Mileage Tracking for Construction Workers
Many construction workers drive 8,000 to 20,000 business miles a year. At the 2026 IRS standard rate of 72.5 cents per mile, that is a deduction range of $5,800 to $14,500 for the workers who can claim it.
Who can deduct
Construction workers split between 1099 independent contractors (deductible on Schedule C at 72.5 cents per mile) and W-2 employees of construction companies (not federally deductible since 2018, made permanent by the OBBBA). Per-diem and union W-2 workers should pursue employer reimbursement and check state law.
How construction workers actually drive
A 1099 independent doing job-site work for multiple GCs commonly logs 12,000 to 18,000 business miles a year. W-2 workers driving between sites for the same employer log similar mileage but cannot deduct it federally.
Typical deductible trips
The trips below are the ones construction workers most commonly forget to log, plus the obvious ones. Auto-tracking catches all of them, including the small ones that add up.
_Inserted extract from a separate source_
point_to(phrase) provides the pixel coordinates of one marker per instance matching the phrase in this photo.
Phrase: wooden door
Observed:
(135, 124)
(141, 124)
- Driving from a base of operations (home office or shop) to a job site (1099 only for federal deduction)
- Driving between two job sites in a single day
- Driving to a supply house to pick up materials for a specific job
- Driving to client meetings or estimate appointments (1099 deductible)
- Driving to required OSHA training, certifications, or apprenticeship classes (1099 deductible)
How TruMile helps
TruMile auto-detects every drive using motion plus location, so the trips above get logged whether you remember them or not. Smart classification learns your repeat routes (between regular client homes, between job sites, to your supply store) and starts tagging them automatically after a few trips.
At year-end, one tap turns your trip log into an IRS-compliant CSV or PDF you can hand to your accountant or paste into Schedule C. The math is already done.
Free for 40 auto trips a month, every month. If you are anywhere near the high end of the typical mileage range, the unlimited Pro tier at $7.99 a month or $59.99 a year usually pays for itself in the first week of tax season.
FAQ for construction workers
I am W-2 union. The job-site changes every few weeks. Why can't I deduct?
The W-2 mileage deduction was eliminated in 2018 and made permanent by the One Big Beautiful Bill. Many construction CBAs include mileage-reimbursement provisions for travel beyond a defined radius; check your CBA. California, Illinois, Massachusetts, and New York also mandate employer reimbursement.
I'm a 1099 sub. Are drives between sites for two different GCs deductible?
Yes. As an independent contractor, every drive between job sites is business mileage, regardless of which GC you are working for that day.
Are home-to-first-site drives deductible?
For a 1099 contractor with a qualifying home office, yes. Without a qualifying home office, the first drive of the day is treated as a commute and is not deductible.